Jan 6 (Reuters) - A section of LightSquared Inc lenders are opposing the company’s decision to seek a new financing arrangement as part of its plan to exit bankruptcy, the latest attack in a highly litigious case involving competing business interests.
In December, LightSquared proposed a new bankruptcy exit plan with financing from Fortress Investment Group and other backers, as the U.S. wireless communications company seeks to avoid a sale to highest bidder Dish Network Corp.
The new plan replaced one based on an auction of the company’s assets. LightSquared scrapped that sale after Dish emerged as the only qualified bidder, with a $2.2 billion offer and terms that LightSquared found unappealing.
LightSquared had asked to be allowed to implement the new plan without going back to creditors to get their approval, saying the latest deal increases the recovery for creditors.
However, lenders including US Bank and MAST Capital Management said on Monday that the new arrangement violates an earlier deal, which prohibited LightSquared from seeking alternative financing unless the creditors were first paid in full.
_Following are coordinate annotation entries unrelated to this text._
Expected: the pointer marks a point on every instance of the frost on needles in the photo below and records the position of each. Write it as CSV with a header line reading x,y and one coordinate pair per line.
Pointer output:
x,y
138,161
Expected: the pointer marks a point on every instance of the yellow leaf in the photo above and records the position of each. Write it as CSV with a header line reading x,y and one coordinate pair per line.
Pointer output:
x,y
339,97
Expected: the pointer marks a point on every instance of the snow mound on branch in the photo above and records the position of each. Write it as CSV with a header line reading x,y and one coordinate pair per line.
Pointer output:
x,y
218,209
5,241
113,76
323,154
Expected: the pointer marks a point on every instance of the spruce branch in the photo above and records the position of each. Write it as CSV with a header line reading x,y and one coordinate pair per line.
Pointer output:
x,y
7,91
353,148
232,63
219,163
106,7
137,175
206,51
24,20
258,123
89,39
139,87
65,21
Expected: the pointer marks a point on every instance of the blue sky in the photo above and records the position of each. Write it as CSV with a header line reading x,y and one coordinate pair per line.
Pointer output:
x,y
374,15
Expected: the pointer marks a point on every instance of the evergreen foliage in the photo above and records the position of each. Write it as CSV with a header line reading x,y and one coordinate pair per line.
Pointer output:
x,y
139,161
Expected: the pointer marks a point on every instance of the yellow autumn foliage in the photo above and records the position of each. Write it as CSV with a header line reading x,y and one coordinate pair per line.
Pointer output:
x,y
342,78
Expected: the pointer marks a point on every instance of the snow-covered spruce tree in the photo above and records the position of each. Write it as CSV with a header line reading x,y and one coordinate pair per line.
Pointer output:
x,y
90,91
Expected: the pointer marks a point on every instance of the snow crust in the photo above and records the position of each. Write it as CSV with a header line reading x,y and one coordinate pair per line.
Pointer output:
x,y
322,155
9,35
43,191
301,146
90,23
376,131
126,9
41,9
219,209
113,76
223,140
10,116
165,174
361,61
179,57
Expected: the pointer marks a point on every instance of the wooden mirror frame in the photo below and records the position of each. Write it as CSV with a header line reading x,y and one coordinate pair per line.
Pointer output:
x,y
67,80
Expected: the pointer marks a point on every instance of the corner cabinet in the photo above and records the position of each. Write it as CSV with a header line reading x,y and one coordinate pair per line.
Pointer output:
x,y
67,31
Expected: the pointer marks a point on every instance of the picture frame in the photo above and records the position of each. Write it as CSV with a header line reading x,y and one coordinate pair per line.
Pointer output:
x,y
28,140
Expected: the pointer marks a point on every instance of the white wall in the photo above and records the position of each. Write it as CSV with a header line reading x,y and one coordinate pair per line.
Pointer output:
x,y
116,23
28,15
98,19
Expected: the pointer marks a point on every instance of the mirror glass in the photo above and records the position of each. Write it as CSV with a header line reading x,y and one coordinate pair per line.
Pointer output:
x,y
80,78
“The Existing Inc DIP Order clearly and unambiguously establishes certain limitations on the conditions under which the debtors may seek new DIP financing,” the lender group said in a court filing.
The lender group also asked the court not to permit the new financing arrangement since the existing obligations have not yet been paid in full.
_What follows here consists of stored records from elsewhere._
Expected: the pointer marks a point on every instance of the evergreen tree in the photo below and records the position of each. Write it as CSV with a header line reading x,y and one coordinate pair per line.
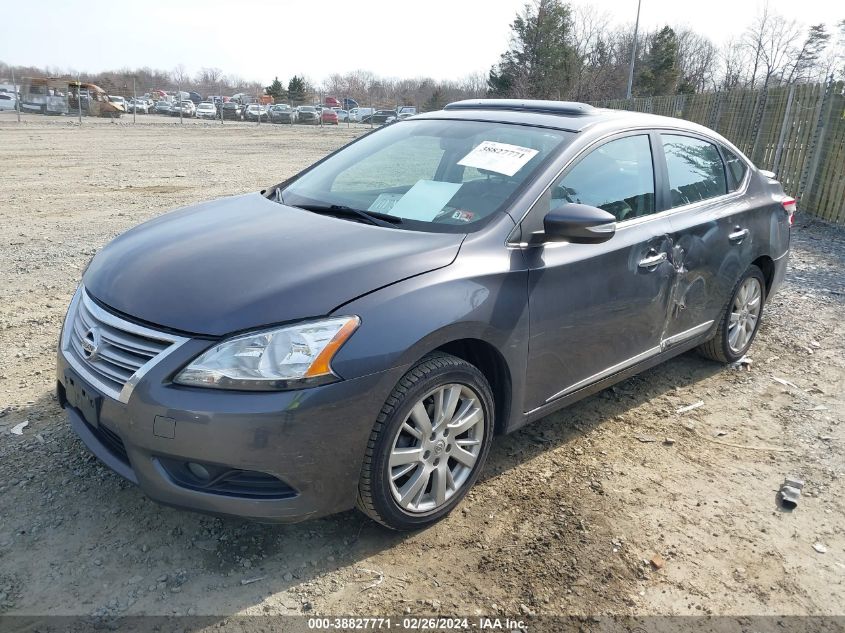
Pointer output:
x,y
436,101
296,89
660,73
277,91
The lender group has asked the federal court to hold LightSquared, its primary shareholder Harbinger Capital, and its prospective financiers Fortress and Melody Capital Advisors, in contempt for allegedly violating the existing Debtor-In-Possession (DIP) order.
The contentious courtroom battle highlights the fierce competition for wireless spectrum, or broadband frequencies, in the United States.
Many U.S. mobile operators are buying spectrum to boost their networks as customers use more and more bandwidth-hungry data services on phones and tablets.
LightSquared filed for bankruptcy in 2012 after the Federal Communications Commission (FCC) blocked its plan for a 4G LTE terrestrial wireless network because the regulator feared it would interfere with GPS navigation.
The case is In re: LightSquared Inc, U.S. Bankruptcy Court, Southern District of New York, No. 12-12080.